Internet blocking has emerged as an extreme but recurring practice of controlling online communication. Both autocratic and democratic governments in Africa are increasingly resorting to suspensions in response to concerns about the potential of online hate speech to spread election-related disinformation or incite violence. Partial or nationwide disruptions to the grid have also occurred at times when no threat seemed imminent, including during peaceful demonstrations and national exams.

Shutting down the internet seems disproportionate and abusive, especially in terms of citizens and end users who are disenfranchised by a power that is both arrogant and unreliable or incompetent. When leaders long past their time in office, such as Paul Biya of Cameroon or Yoweri Museveni of Uganda, declare their need and right to use coercive measures to ensure peaceful elections or prevent the threat of outside interference, we see aging, despotic men clinging to them. power. But are all their claims illegitimate, just a cover-up to maintain control? What if this and similar evidence came not from them, but from more reputable sources?

Iginio Gagliardone

Iginio Gagliardone is Associate Professor of Media and Communication at the University of the Witwatersrand in South Africa and Associate Researcher in New Media and Human Rights at the Program in Comparative Media Law and Policy at the University of Oxford.

What if there was a respected leader like Thomas Sankara who argued that such a response was necessary?
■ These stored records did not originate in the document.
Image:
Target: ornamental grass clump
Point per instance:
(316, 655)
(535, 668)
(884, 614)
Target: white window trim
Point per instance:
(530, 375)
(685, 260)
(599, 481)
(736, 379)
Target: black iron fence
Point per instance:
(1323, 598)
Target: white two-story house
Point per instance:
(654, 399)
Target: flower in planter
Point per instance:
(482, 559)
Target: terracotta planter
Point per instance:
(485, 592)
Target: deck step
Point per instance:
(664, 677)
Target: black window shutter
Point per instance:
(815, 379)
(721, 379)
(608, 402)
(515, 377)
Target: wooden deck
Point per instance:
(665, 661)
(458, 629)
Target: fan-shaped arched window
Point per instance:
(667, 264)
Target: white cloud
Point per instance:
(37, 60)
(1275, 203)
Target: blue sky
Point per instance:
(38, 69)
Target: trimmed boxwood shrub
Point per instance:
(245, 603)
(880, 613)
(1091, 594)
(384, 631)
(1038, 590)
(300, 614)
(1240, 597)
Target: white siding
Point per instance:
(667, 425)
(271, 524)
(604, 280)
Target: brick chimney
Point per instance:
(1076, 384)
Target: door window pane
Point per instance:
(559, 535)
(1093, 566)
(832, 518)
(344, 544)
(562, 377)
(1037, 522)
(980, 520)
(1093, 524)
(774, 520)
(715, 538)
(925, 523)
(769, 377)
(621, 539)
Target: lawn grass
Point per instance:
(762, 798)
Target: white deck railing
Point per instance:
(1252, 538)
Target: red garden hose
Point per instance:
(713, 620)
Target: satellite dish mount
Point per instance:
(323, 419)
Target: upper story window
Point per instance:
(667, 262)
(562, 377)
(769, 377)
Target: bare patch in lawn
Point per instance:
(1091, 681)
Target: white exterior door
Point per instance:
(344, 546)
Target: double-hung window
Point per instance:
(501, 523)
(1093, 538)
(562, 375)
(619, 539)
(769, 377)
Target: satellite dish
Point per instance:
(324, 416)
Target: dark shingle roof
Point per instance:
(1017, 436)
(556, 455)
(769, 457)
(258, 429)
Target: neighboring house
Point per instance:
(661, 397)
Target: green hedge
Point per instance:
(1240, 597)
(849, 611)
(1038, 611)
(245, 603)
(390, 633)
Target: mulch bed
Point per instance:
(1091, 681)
Sankara was a revolutionary and pan-Africanist who led Burkina Faso from 1983 until his assassination in 1987. Nigerian literary critic Abiola Irele wrote that Sankara was “a leader with the genuine interest of the people” and “truly leading a revolution”. meaning of the word.” His stature and loyalty were recognized not only by his admirers, but also by his opponents, who saw how his leadership style and commitment to socialism inspired others on the continent. After Burkina Faso’s “example of simplicity, frugality, and integrity,” a telegram received by the U.S. Embassy “in the government won high praise for the lack of corruption”.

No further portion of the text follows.